Ein kleines Land mit unter einer Million Einwohnern hat uns beeindruckt. Die Menschen sind freundlich, wesentlich serviceorientierter als die Griechen, jedoch von den Häfen eben auch teurer. Man kann, sorglos sein Boot verlassen und findet es hinterher wohlbehalten wieder. Die Landschaft hat viel zu bieten und dann eben auch Häfen wie Porto Montenegro. Liegegebühr pro Nacht: 75 € . Jedoch mit allem was man braucht. Super Duschen, nette Restaurants, Wasser, Strom, Elektroautos die über Funk angefordert werden können um dich durch dieses riesige Gelände zu kutschieren und eine Assistence, die beim Ausklarieren aus Montenegro hilft.
So starteten wir gegen 8.00 Uhr um mit dem e-mobil zum Hafenmeister zu kutschieren. Dann mit Naima außen um den Hafen herum und an der Außenmole für die Border Police angelegt. Die Mole ist aufgrund ihrer Höhe für Schiffe gedacht, ..... nicht für Boote wie Naima. Jedoch kletternd kann man auch so von Bord kommen. Schnell war alles erledigt und wir konnten Richtung Caftat in Kroatien ablegen. Das Frühstück unterwegs war in der Bucht von Tivat ein Genuss. Der Blick in die Enge nach Koper fasziniert immer wieder. Vorbei an alten U- Boot Bunkern und an vielen schönen Ausblicken, schmeckt der Kaffe doppelt so gut. An der Südspitze von Kroatien angekommen weht uns ein leichter Hauch entgegen, der nicht ausreicht, die Segel zu lüften. Die See wird immer flacher und Naima immer schneller. Sie will offenbar auch in Caftat schnell einklarieren. Am Zollkai finden wir sofort für 100 Kuna eine Möglichkeit anzulegen. Anschließend nimmt uns der Habourmaster 500 Kuna für einen Monat Kurtaxe ab. Dann wird die Gefährlichkeit von Naima festgestellt (PS x Länge x Schlafplätze an Bord x ....). Damit waren wir nochmals 363 Kuna los. Entwicklungshilfe?

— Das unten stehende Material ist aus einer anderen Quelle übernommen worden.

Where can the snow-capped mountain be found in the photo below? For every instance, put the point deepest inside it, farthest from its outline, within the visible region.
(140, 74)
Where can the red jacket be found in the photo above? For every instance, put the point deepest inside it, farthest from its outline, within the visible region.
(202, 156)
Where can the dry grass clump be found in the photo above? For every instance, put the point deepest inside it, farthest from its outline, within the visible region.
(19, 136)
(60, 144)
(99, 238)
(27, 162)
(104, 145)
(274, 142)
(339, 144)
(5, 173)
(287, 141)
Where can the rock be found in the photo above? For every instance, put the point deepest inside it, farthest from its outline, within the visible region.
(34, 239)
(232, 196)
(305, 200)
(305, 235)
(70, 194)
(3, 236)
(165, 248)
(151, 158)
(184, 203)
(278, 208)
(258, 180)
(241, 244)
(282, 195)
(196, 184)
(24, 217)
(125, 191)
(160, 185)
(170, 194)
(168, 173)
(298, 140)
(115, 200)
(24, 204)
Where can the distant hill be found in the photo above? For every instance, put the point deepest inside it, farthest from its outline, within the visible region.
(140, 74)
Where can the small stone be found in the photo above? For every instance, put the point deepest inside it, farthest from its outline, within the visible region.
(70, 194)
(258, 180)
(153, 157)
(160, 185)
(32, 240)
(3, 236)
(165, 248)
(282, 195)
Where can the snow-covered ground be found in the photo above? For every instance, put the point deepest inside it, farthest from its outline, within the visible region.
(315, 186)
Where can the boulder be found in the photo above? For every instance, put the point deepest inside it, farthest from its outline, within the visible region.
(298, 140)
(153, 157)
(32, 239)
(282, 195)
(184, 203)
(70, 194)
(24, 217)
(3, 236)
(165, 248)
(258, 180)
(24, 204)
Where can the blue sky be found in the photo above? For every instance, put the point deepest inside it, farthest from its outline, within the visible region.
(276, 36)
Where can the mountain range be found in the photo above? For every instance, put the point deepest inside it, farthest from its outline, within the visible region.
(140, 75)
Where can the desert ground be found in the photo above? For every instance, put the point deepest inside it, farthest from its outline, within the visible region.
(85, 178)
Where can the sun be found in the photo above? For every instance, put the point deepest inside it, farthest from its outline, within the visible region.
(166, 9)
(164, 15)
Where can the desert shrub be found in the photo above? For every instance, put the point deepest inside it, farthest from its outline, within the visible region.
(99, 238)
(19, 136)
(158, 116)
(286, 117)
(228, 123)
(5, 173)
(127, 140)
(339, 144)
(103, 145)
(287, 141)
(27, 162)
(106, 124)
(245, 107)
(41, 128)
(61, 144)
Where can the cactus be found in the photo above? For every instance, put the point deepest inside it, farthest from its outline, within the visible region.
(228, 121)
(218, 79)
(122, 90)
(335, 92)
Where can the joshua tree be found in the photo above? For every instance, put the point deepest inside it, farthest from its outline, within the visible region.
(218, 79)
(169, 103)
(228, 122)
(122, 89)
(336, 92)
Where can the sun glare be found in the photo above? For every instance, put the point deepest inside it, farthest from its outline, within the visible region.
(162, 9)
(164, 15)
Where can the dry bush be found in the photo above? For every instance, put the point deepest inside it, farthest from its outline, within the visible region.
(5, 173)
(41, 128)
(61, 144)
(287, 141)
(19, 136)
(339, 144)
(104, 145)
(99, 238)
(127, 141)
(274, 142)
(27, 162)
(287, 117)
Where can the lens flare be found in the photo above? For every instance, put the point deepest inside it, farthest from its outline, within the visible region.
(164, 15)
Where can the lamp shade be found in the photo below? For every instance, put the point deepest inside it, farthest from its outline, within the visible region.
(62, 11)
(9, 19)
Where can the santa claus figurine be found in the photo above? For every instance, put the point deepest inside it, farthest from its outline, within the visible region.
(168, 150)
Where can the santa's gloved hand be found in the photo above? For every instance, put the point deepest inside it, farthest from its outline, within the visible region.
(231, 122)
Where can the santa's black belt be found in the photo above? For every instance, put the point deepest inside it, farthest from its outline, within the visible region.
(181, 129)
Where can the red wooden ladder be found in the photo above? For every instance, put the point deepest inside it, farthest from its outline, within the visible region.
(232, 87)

Anschließend zieht es uns in die benachbarte Bucht zum Ankern. Da Dubrovnik noch 6 sm entfernt ist und die Liegegebühr pro Tag bis zu 150,00 € beträgt, wollen wir einen kompletten Tag im Hafen zur Verfügung haben.
Der Abend endet mit tollem Sonnenuntergang und einem Ouzo. Der Grieche schmeckt an Bord auch in Kroatien.